Sometimes you may want a given Role to be able to share some Items but not others. Filters allow you to control exactly which Items a Role will be able to share, for example, only share reports that are marked as 'Done'. To use Filters:

  1. Navigate to Settings > Roles and Permissions.
  2. Select the [Role Name] that will be responsible for creating the Share.
  3. Find the [Collection] you wish to set the Filter(s) for, then click the icon in the column under share and a small menu will appear.
  4. Select ruleUse Custom and a side menu will appear.
  5. Create your Filter(s) as needed.

# Limit Sharing by Field

When you create a Share on some Item, you associate a Role (and thus the Role's permissions) to the Item. This allows you to set read permissions for the exact fields (including relational fields) that get shared.
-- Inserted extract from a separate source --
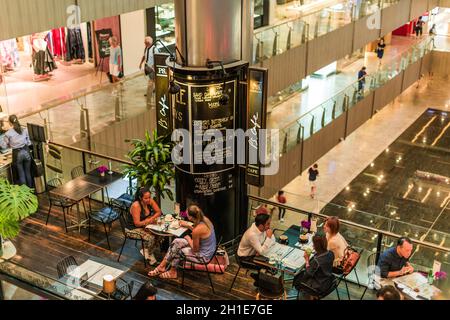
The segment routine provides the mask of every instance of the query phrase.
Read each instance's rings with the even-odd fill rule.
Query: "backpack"
[[[344,251],[344,257],[339,265],[339,269],[342,270],[343,274],[349,274],[358,263],[360,257],[361,255],[358,251],[352,247],[347,247]]]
To Limit sharing by Field:

  1. Navigate to Settings > Roles and Permissions.
  2. Select the [Role Name] that is assigned to the Share.
  3. Find the [Collection] then click the icon in the column under the visibility icon and a small menu will appear.
  4. Select ruleUse Custom and a side menu will appear.
  5. Click Field Permissions.
  6. Click to check the Collection Fields for which you'd like to allow read permissions.
  7. Select check in the side menu Header to confirm changes.